Yao Shunyu, formerly a senior researcher at OpenAI and now Tencent’s chief AI scientist, said China could see one of its companies become a global AI leader within three to five years. He noted that the country benefits from robust infrastructure and energy capacity, but still faces bottlenecks in chip production and software ecosystems. China has developed a prototype extreme‑ultraviolet lithography machine, a key tool for cutting‑edge chip fabrication. However, the machine has yet to produce functional chips and may not do so until 2030, according to sources familiar with the project.
Investment Gaps and Computing Power Challenges
Industry leaders at a Beijing AI conference acknowledged that the United States maintains a significant advantage in computing power due to its large‑scale infrastructure investments. Lin Junyang, technical lead for Alibaba’s Qwen large language model, estimated that U.S. computing resources exceed China’s by one to two orders of magnitude. He noted that American platforms such as OpenAI continue to invest heavily in next‑generation research. Chinese firms, by contrast, often allocate most of their available computing power to product delivery rather than experimentation.

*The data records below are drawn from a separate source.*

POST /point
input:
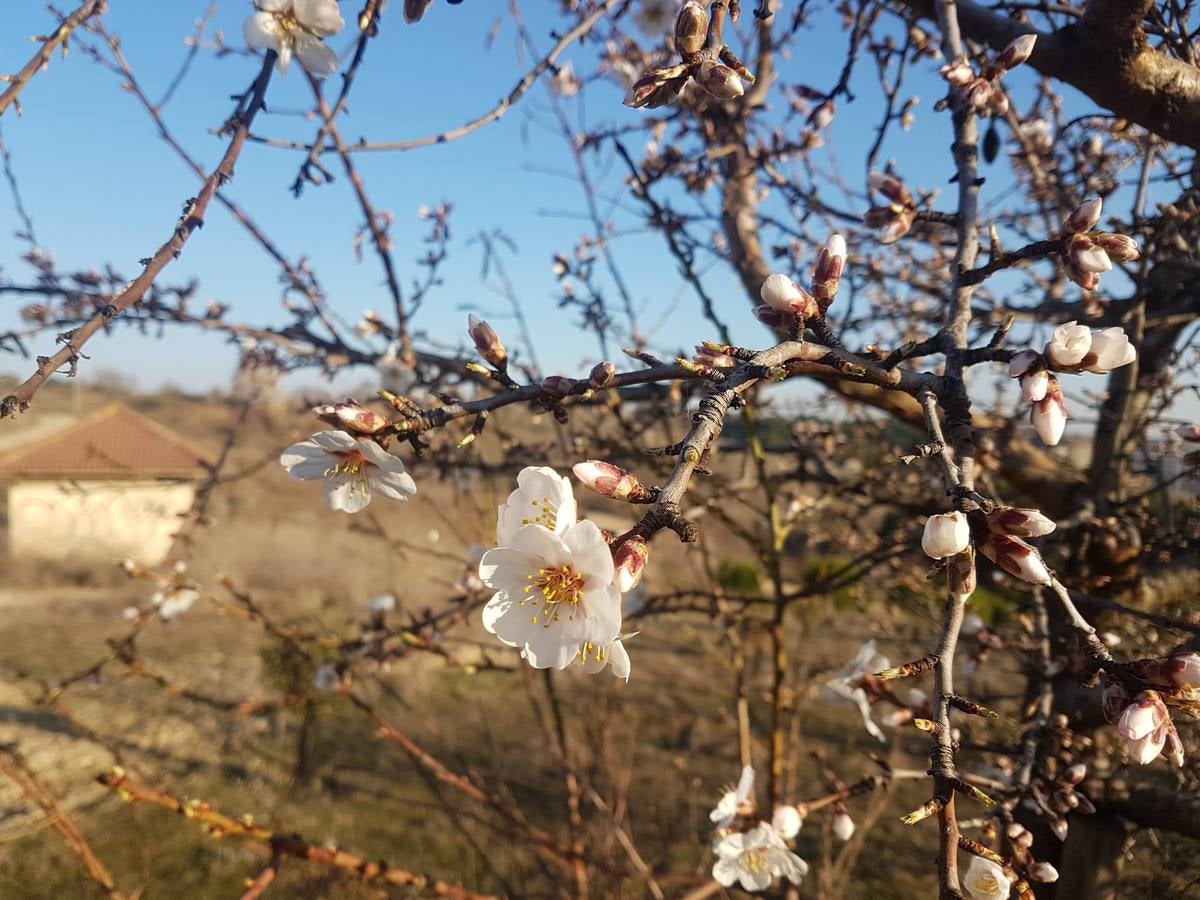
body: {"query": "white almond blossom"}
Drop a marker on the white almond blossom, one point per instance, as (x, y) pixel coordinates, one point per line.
(1069, 345)
(553, 592)
(295, 27)
(353, 469)
(755, 858)
(738, 798)
(544, 498)
(985, 880)
(846, 685)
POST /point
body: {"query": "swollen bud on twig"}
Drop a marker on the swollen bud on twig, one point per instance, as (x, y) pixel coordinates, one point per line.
(487, 342)
(630, 562)
(1049, 414)
(609, 480)
(827, 274)
(1085, 216)
(1019, 522)
(1017, 52)
(691, 28)
(719, 81)
(1015, 557)
(601, 375)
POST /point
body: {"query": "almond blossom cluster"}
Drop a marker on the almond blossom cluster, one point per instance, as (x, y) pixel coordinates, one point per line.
(555, 577)
(1143, 719)
(352, 460)
(1073, 348)
(786, 306)
(750, 851)
(714, 69)
(1089, 253)
(947, 537)
(295, 28)
(982, 91)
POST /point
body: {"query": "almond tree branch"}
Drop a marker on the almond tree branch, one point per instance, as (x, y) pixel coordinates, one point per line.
(42, 58)
(192, 219)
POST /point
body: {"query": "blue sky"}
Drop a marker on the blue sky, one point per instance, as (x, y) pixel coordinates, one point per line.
(101, 187)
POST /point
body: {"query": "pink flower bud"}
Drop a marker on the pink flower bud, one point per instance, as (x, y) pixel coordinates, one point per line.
(957, 73)
(601, 375)
(1017, 52)
(961, 576)
(1015, 557)
(1049, 414)
(719, 81)
(1086, 255)
(1035, 385)
(1042, 871)
(609, 480)
(1019, 522)
(843, 825)
(783, 294)
(827, 274)
(946, 534)
(358, 418)
(487, 342)
(1120, 247)
(691, 27)
(630, 562)
(1085, 216)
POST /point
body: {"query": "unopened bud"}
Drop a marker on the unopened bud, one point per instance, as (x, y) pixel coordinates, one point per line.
(630, 562)
(1017, 52)
(827, 274)
(1120, 247)
(1086, 255)
(1019, 522)
(1085, 216)
(601, 375)
(609, 480)
(487, 342)
(351, 414)
(1015, 557)
(783, 294)
(691, 27)
(719, 81)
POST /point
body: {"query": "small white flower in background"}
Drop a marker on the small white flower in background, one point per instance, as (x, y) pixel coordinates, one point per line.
(612, 657)
(325, 678)
(543, 497)
(174, 600)
(847, 685)
(295, 27)
(553, 592)
(946, 534)
(1113, 349)
(1069, 345)
(843, 825)
(786, 821)
(353, 469)
(735, 801)
(755, 858)
(985, 880)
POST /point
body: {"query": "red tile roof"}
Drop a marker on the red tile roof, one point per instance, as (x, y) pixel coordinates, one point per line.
(115, 442)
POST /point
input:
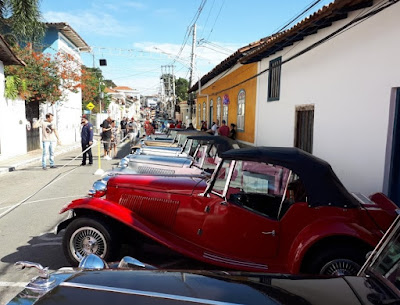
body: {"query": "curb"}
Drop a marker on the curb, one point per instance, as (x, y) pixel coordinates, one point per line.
(7, 169)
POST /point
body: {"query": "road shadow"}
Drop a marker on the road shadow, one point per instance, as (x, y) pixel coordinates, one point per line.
(45, 250)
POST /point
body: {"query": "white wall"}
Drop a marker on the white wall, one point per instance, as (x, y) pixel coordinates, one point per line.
(349, 79)
(12, 124)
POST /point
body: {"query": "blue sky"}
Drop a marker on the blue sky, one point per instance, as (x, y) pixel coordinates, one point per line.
(138, 37)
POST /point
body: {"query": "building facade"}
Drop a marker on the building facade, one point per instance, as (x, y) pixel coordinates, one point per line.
(332, 87)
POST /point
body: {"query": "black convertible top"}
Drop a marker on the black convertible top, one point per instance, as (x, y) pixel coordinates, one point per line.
(221, 143)
(322, 185)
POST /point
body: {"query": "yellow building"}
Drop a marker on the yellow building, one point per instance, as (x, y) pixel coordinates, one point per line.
(228, 92)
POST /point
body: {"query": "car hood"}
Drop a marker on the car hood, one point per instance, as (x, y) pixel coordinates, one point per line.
(169, 184)
(159, 160)
(162, 287)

Limited resources have pushed Chinese researchers to pursue more efficient approaches, particularly algorithm‑hardware co‑design. This method allows large AI models to run on smaller, less expensive hardware by optimizing both software and underlying architecture. Lin described this constraint‑driven innovation as a practical necessity rather than a strategic choice. The approach has nonetheless helped Chinese companies remain competitive despite hardware shortages.
A Culture Shift Toward Higher‑Risk Innovation
Zhipu AI founder Tang Jie, whose company raised HK$4.35 billion in its IPO, highlighted a growing willingness among younger Chinese entrepreneurs to take on high‑risk projects. This mindset has traditionally been associated with Silicon Valley, but Tang sees it emerging more strongly in China’s AI sector. He argued that creating an environment that supports long‑term, high‑risk innovation would benefit the country’s technological ambitions. Government support, he said, could help sustain these efforts by giving researchers more time and flexibility.
China’s AI community views this cultural shift as an important complement to technical progress. Increased risk‑taking may help offset limitations in hardware and funding by accelerating experimentation and encouraging unconventional solutions. Researchers at the conference emphasized that innovation often emerges from constraints rather than abundance. The combination of rising entrepreneurial confidence and targeted policy support could shape China’s trajectory in the global AI landscape.
Extreme‑ultraviolet lithography machines—central to advanced chip production—are currently dominated by a single Dutch company, ASML. Export controls have limited China’s access to these tools, prompting domestic efforts to develop alternatives. Even a working prototype represents a significant milestone, as only a handful of countries have attempted to build such machines. The long development timeline underscores the complexity of semiconductor manufacturing and the strategic importance of chip technology in global competition.